Assembly Bill 1458 will raise cannabis edibles’ THC variance cap through January 2022. The new bill allows edibles with a dose of equal to or less than 10mg per serving, a milligram variance of up to 12%. Initially this was capped at plus or minus 10 percent. The bill is good news to edibles makers as it grants them some breathing space in adhering to the strict testing protocols by the state.
Assembly Bill 1525 gives power to state authorities to share cannabis license holders’ financial information with federal agencies. However, the parties involved will have to grant the authorities permission before the sharing. The bill makes it easier for financial institutions to abide to reporting requirements by federal agencies. In a press conference where the bills were signed, the governor said that Assembly Bill 1525 protects some entities that provide the legal cannabis industry with financial services.

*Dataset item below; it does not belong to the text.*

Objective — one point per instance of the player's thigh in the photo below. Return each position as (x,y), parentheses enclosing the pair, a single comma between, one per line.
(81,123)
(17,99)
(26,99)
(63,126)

Senate Bill 67 will set up an appellation program to initiate transparency in the production of specific cannabis products. The bill governs where and how the products are made. The new bill will also give users more information on how farming affects the final products.
Senate Bill 1244’s language is crafted to strengthen the state’s cannabis testing program. The new law authorizes licensed testing labs to get and test cannabis or cannabis product samples from the state, local law enforcement, regulatory or prosecuting agencies.
California Cannabis Industry Association (CCIA) Executive Director Lindsay Robinson thanked the governor for prioritizing the bills. She said the bills will look to alleviate regulatory burdens while enhancing California’s cannabis appellation programs.